Un Peronismo que fue y es inficionado por el progresismo “de izquierda”, tras un entrismo estimulado y en gran parte urdido, por usinas foráneas y locales, conjuntamente con el relato de plumas adictas al estatus, los sobres y la fama -las caras más berretas del poder-. Logrando, ampliamente, desacreditar la autoridad del Justicialismo y abogando por cortar la unicidad del proceso histórico-cultural del movimiento nacional.

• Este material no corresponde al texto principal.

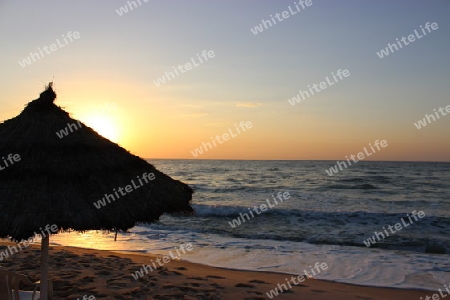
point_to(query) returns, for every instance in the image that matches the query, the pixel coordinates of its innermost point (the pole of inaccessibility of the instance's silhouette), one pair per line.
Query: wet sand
(76, 272)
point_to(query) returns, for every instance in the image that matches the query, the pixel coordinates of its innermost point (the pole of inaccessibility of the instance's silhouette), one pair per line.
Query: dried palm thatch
(57, 180)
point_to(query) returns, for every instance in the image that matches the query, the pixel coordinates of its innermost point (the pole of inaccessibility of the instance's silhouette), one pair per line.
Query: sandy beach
(77, 272)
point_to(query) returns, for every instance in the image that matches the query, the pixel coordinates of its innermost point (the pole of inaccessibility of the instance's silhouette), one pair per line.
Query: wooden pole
(44, 267)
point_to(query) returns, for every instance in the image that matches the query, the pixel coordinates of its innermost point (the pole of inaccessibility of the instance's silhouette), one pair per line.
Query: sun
(104, 125)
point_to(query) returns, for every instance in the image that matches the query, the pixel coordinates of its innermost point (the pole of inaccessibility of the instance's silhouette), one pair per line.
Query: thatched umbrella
(46, 179)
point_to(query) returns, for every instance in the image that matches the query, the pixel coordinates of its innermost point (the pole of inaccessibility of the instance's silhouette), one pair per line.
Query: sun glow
(104, 125)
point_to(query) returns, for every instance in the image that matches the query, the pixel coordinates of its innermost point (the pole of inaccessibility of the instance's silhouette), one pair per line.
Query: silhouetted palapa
(46, 179)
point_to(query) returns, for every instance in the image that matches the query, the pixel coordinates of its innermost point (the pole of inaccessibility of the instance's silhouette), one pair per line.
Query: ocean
(325, 219)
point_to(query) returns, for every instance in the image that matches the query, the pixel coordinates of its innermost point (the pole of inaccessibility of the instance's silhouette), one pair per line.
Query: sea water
(325, 219)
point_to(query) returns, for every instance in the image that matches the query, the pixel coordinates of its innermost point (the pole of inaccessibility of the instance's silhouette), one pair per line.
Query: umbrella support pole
(44, 267)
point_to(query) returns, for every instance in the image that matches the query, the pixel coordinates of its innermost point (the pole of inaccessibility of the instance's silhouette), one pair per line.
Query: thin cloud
(248, 104)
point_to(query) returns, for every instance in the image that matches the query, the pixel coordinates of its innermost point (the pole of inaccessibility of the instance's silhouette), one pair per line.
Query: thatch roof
(57, 180)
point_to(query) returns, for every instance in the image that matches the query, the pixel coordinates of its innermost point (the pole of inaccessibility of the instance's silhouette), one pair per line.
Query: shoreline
(107, 274)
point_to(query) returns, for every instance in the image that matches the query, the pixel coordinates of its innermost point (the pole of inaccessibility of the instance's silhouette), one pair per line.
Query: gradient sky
(106, 77)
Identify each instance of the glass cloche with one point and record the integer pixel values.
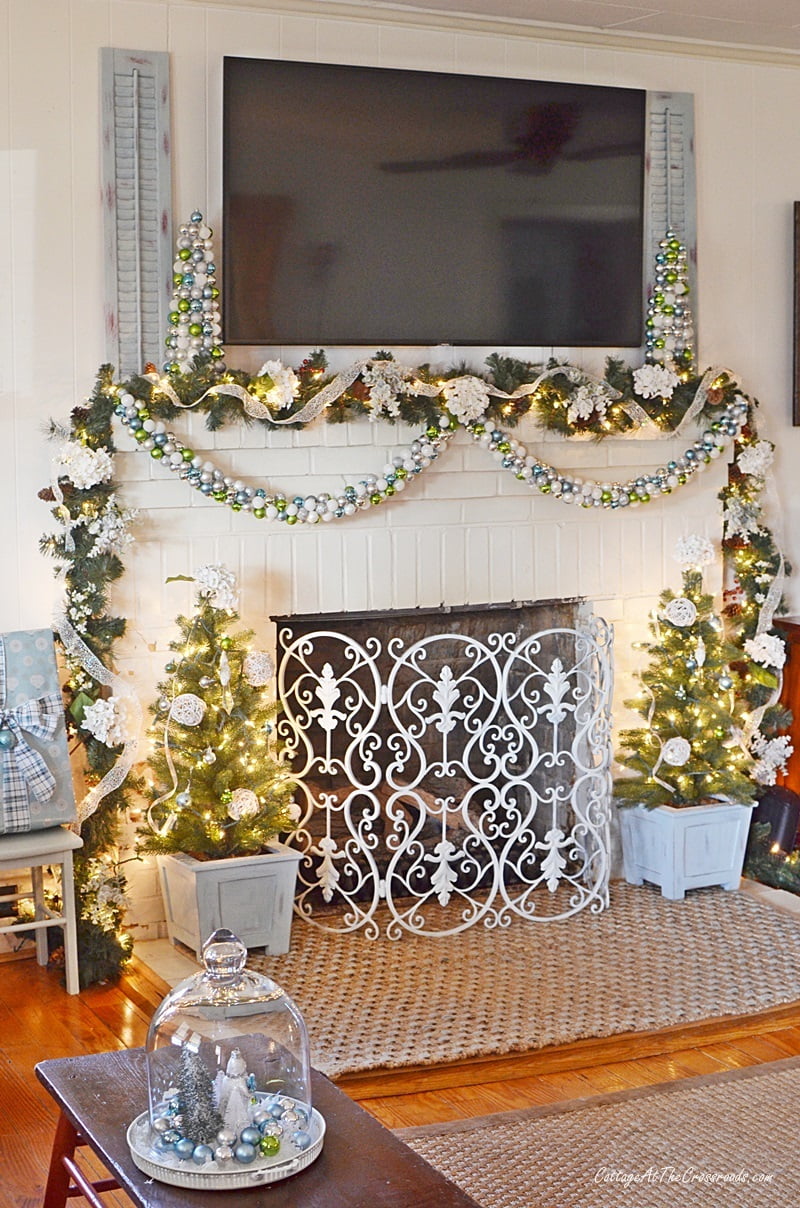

Gozando su efectividad frente a una sociedad cuyo discernimiento crítico fue triturado por el astronómico sistema de entretenimiento audiovisual, la drogadicción y un círculo vicioso de supervivencia económica y anhelo de eterno confort.

Para detener, entonces, la hemorragia, el peronismo debe retornar de su extravío restableciendo su punto de partida: la magnitud de su relevancia histórica, más aún, antropológica, no se debió al genio “político” de Perón, sino a que su matriz conceptual hundió raíces en los estratos más profundos del Ser y su jerarquía existencial.

El peronismo fue la espiritualización estructural de la política argentina. No es de izquierda, ni de derecha ni de centro, primaria y eminentemente porque es católico. “Ni yanquis ni marxistas, peronistas”, fue una mera proclama divulgativa, no una definición ontológica.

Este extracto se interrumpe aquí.